Late last week, Rep. Devin Nunes, California Republican, chairman of the House Permanent Select Committee on Intelligence, repeated his public observations that members of the intelligence community — particularly the CIA, the NSA and the intelligence division of the FBI — are not trustworthy with the nation’s intelligence secrets. Because he has a security clearance at the “top secret” level and knows how others who have access to secrets have used and abused them, his allegations are extraordinary.
He pointed to the high-ranking members of the Obama administration who engaged in unmasking the names of some people whose communications had been captured by the country’s domestic spies and the revelation of those names for political purposes. The most notable victim of this lawlessness is retired Lt. Gen. Michael Flynn, President Donald Trump’s former national security adviser, a transcript of whose surveilled conversation with Russian Ambassador to the United States Sergey Kislyak found its way into print in The Washington Post.
During the George W. Bush and Barack Obama years, captured communications — digital recordings of telephone conversations and copies of emails and text messages — did not bear the names of those who sent or received them. Those names were stored in a secret file. The revelation of those names is called unmasking.
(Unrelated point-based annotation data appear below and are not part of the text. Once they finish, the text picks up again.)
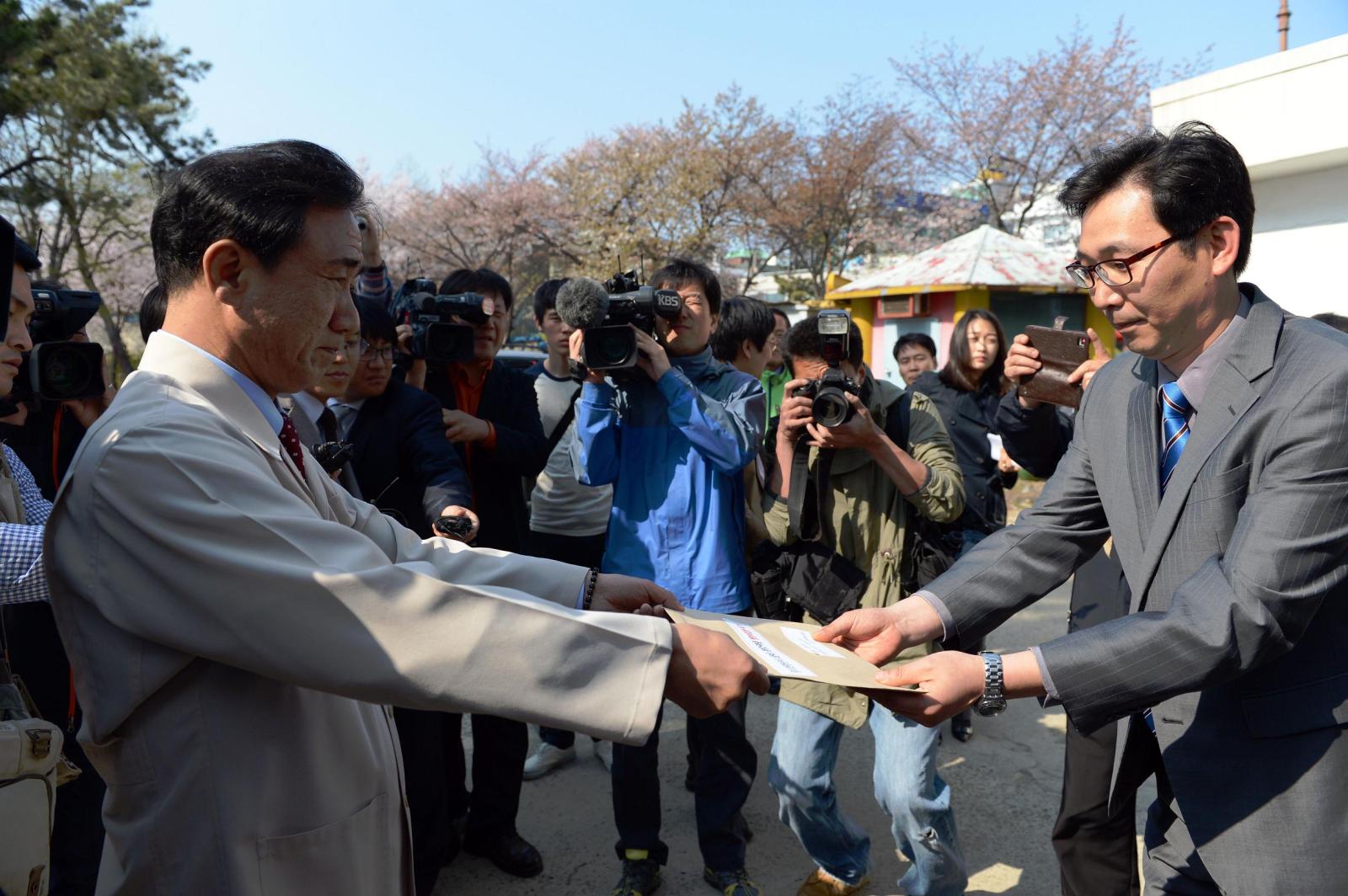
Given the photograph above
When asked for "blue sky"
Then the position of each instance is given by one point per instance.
(421, 87)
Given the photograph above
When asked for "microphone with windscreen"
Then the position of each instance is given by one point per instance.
(608, 318)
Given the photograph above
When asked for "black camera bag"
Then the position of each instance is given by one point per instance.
(808, 574)
(929, 547)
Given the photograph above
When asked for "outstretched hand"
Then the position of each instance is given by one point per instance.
(950, 682)
(708, 671)
(630, 595)
(878, 635)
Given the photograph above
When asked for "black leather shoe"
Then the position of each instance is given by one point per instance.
(509, 852)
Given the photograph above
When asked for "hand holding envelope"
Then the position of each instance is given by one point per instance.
(789, 650)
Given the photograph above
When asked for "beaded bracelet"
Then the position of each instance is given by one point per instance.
(591, 579)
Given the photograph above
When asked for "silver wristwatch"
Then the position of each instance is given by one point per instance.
(994, 700)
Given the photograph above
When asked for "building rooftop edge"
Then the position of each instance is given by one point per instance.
(1253, 71)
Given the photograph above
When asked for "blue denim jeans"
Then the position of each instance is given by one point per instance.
(907, 787)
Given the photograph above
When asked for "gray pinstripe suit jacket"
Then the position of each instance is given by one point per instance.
(1238, 632)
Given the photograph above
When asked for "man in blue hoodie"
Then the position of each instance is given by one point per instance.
(673, 437)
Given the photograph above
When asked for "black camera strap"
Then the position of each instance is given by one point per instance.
(809, 500)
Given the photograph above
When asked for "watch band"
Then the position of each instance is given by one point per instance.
(994, 694)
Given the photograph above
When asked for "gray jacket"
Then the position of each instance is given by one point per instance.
(1239, 581)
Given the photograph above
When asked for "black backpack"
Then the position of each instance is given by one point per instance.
(929, 547)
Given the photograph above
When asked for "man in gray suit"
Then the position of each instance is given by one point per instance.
(238, 623)
(1217, 453)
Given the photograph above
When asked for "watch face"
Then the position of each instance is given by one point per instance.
(990, 707)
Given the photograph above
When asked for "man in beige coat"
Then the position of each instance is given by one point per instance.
(238, 623)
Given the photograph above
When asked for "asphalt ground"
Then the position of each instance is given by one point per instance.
(1006, 785)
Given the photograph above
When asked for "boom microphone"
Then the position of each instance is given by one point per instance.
(583, 303)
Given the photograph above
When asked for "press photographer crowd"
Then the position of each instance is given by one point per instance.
(251, 595)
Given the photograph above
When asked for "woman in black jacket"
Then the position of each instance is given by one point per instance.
(967, 392)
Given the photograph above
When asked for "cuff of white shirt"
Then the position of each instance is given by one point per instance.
(939, 605)
(1051, 693)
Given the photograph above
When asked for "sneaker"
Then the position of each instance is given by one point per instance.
(640, 877)
(735, 883)
(604, 754)
(546, 759)
(826, 884)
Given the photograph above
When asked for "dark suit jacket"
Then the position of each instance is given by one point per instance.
(1239, 579)
(968, 418)
(498, 475)
(399, 435)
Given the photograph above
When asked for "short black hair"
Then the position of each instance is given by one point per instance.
(24, 256)
(375, 321)
(741, 318)
(545, 296)
(1336, 321)
(680, 273)
(483, 282)
(802, 341)
(255, 195)
(1195, 175)
(920, 340)
(152, 309)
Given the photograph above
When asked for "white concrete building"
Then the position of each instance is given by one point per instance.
(1285, 112)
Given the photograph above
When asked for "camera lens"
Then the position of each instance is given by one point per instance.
(610, 347)
(67, 372)
(831, 408)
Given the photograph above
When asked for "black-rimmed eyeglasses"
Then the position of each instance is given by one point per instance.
(1112, 271)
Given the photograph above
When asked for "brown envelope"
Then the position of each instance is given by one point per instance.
(789, 650)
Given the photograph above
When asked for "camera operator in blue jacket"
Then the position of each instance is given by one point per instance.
(673, 435)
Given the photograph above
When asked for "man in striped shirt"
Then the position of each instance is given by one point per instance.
(24, 511)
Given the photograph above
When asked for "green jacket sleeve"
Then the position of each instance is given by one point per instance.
(941, 498)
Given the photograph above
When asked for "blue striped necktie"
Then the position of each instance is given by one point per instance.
(1174, 429)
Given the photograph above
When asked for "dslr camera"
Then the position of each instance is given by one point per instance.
(441, 330)
(57, 368)
(829, 392)
(612, 345)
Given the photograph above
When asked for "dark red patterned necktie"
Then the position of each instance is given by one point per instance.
(290, 441)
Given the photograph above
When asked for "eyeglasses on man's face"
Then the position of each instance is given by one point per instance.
(368, 354)
(1112, 271)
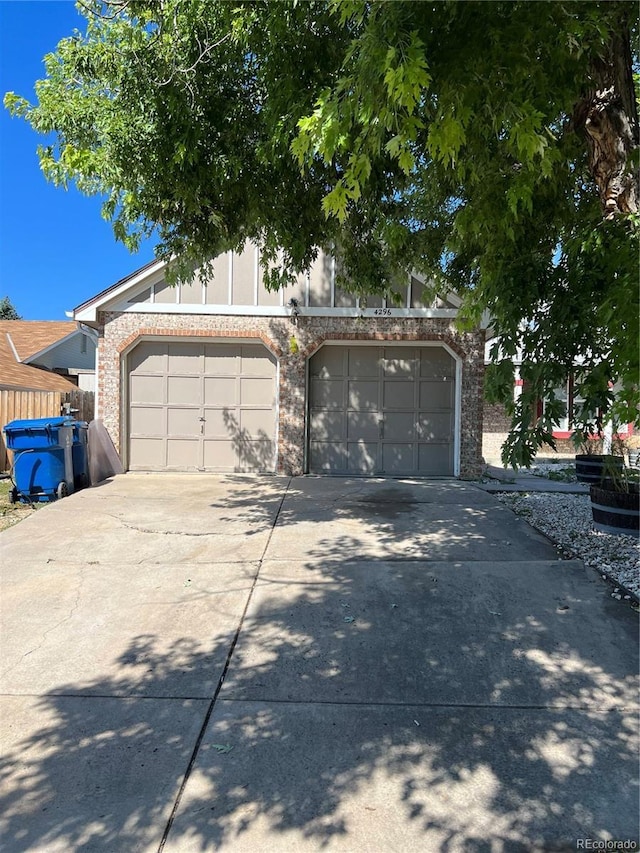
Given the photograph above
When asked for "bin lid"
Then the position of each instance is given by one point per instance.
(38, 423)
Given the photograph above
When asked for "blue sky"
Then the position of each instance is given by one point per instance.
(56, 251)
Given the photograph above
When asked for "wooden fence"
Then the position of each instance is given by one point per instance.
(26, 405)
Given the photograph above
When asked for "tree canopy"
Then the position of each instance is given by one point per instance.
(8, 310)
(491, 146)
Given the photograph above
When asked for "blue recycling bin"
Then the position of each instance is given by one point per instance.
(43, 465)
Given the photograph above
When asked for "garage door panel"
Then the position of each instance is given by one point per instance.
(435, 426)
(183, 453)
(256, 423)
(186, 359)
(363, 395)
(221, 359)
(398, 395)
(220, 391)
(183, 422)
(256, 391)
(329, 457)
(255, 361)
(437, 394)
(219, 423)
(399, 425)
(398, 458)
(392, 412)
(220, 455)
(148, 420)
(362, 456)
(327, 393)
(255, 456)
(327, 426)
(398, 361)
(363, 361)
(363, 425)
(435, 459)
(148, 453)
(213, 407)
(147, 389)
(183, 389)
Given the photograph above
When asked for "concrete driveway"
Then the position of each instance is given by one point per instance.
(210, 663)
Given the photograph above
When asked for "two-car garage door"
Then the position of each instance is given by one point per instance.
(382, 410)
(201, 406)
(211, 406)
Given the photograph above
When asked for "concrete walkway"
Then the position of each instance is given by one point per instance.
(209, 663)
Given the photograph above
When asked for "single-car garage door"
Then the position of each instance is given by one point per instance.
(201, 406)
(382, 410)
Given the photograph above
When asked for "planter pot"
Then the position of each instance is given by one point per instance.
(615, 511)
(592, 467)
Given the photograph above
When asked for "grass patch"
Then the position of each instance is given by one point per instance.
(11, 514)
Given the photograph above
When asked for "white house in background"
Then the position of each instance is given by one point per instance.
(47, 355)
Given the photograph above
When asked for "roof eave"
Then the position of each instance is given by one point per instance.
(87, 312)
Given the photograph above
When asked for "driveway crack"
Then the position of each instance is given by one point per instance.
(53, 628)
(212, 704)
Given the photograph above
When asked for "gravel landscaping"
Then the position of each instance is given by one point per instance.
(566, 519)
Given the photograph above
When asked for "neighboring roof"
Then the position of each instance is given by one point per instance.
(20, 340)
(30, 337)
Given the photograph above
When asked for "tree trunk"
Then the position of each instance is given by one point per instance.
(609, 118)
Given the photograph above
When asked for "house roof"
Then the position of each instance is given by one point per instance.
(86, 310)
(20, 341)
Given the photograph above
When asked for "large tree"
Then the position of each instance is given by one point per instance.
(491, 146)
(8, 310)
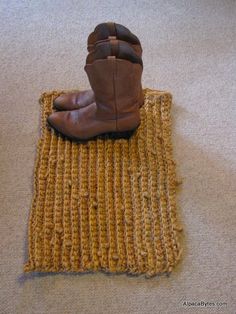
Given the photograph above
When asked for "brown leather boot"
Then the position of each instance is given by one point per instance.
(118, 95)
(113, 47)
(103, 32)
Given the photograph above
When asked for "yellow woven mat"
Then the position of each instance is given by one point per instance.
(106, 204)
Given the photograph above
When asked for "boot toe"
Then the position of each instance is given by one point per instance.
(56, 121)
(60, 102)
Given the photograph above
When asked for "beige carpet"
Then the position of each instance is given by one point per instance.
(189, 49)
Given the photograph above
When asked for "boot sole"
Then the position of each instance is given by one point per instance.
(103, 136)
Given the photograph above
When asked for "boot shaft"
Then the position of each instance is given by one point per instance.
(117, 87)
(113, 30)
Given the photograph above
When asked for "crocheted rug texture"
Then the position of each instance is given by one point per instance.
(106, 204)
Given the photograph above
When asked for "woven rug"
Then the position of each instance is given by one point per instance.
(106, 204)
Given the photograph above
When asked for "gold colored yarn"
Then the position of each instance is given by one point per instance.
(106, 204)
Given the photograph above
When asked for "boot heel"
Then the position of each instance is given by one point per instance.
(120, 135)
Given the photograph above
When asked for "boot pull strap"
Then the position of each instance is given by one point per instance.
(114, 46)
(112, 28)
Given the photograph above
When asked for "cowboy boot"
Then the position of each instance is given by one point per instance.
(116, 31)
(118, 48)
(102, 32)
(118, 95)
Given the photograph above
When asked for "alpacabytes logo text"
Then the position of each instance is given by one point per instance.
(202, 303)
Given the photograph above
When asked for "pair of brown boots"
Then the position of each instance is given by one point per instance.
(114, 69)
Mr. Nunes also condemned the overt pro-Hillary Clinton bias and anti-Trump prejudice manifested by former CIA Director John Brennan, former Director of National Intelligence James Clapper, former FBI Director James Comey and their agents in the field, some of whose texts and emails we have seen. The secrets that he argued were used for political purposes had been obtained by the National Security Agency pursuant to warrants issued by the Foreign Intelligence Surveillance Court.
Yet Mr. Nunes voted to enhance federal bulk surveillance powers.
Bulk surveillance — which is prohibited by the Constitution — is the acquisition of digital versions of telephone, email and text communications based not on suspicion or probable cause but rather on geography or customer status. As I have written before, one publicly available bulk surveillance warrant was for all Verizon customers in the United States; that’s 115 million people, many of whom have more than one phone and at least one computer. And it is surveillance of Americans, not foreigners as the Foreign Intelligence Surveillance Act contemplates.
How did this happen?
It happened in the dark. The NSA has persuaded the FISC, which meets in secret and only hears the government’s arguments, to permit it to spy on any American it wishes on the theory that all Americans know someone who knows someone else who knows someone who could have spoken to a foreign person working for a foreign government that could wish us ill.
This is the so-called judicial logic used to justify the search warrant on all of Verizon’s customers. This is what happens when judges hear only one side of a dispute and do so in secret.
The FISA amendments for which Mr. Nunes and other House members voted, which are likely to pass in the Senate, would purport to make bulk surveillance on all Americans lawful. At present, it is lawful only because the FISC has authorized it. The FISA amendments would write this into federal legislation for the next six years.
And these amendments would permit the FBI and any American prosecutor or law enforcement agency — federal, state or local — to sweep into the NSA’s databases, ostensibly looking for evidence of crime. If this were to become law, there would no longer be any unmasking scandals, because the stored data contains the names of the participants in the communications and would be readily available for harassment, blackmail or political use.
It would also mean that the Fourth Amendment to the Constitution — which guarantees privacy in our persons, houses, papers and effects — would have been gutted by the very officeholders who swore an oath to preserve, protect and defend it.
Does the American public know this? Does the president?
Last week, I made an impassioned plea on Fox News Channel directly to the president. I reminded him that he personally has been victimized by unlawful surveillance and the political use of sensitive surveillance-captured data; that the Constitution requires warrants for surveillance and they must specifically describe the place to be searched and the person or thing to be seized; that warrants must be based on probable cause of individual behavior, not an area code or customer list; that the purpose of these requirements is to preserve personal privacy and prohibit bulk surveillance; and that he took an oath to preserve, protect and defend the Constitution.
About an hour later, the president issued a tweet blasting bulk surveillance and unmasking. Two hours after that, he issued another tweet supporting the enactment of the FISA amendments.
What’s going on here?
I suspect that leaders in the intelligence community hurriedly convinced the president that if he sets aside his personal unhappy experiences with them and any constitutional qualms, they will use the carte blanche in the FISA amendments to keep us safe. This is a sad state of affairs. It means that Donald Trump changed his mind 180 degrees on the primacy of personal liberty in our once-free society.
The elites in the federal government and the deep state — the parts of the government that are unauthorized by the Constitution and that operate in the dark, what candidate Trump called “the swamp” — have formed a consensus that marches the might of the government toward total Orwellian surveillance.
This is a march that will be nearly impossible to stop. This is the permanent destruction of the right to privacy. This is the exaltation of safety over liberty, and it will lead to neither. This is the undoing of limited government, right before our eyes.
• Andrew P. Napolitano, a former judge of the Superior Court of New Jersey, is a regular contributor to The Washington Times. He is the author of nine books on the U.S. Constitution.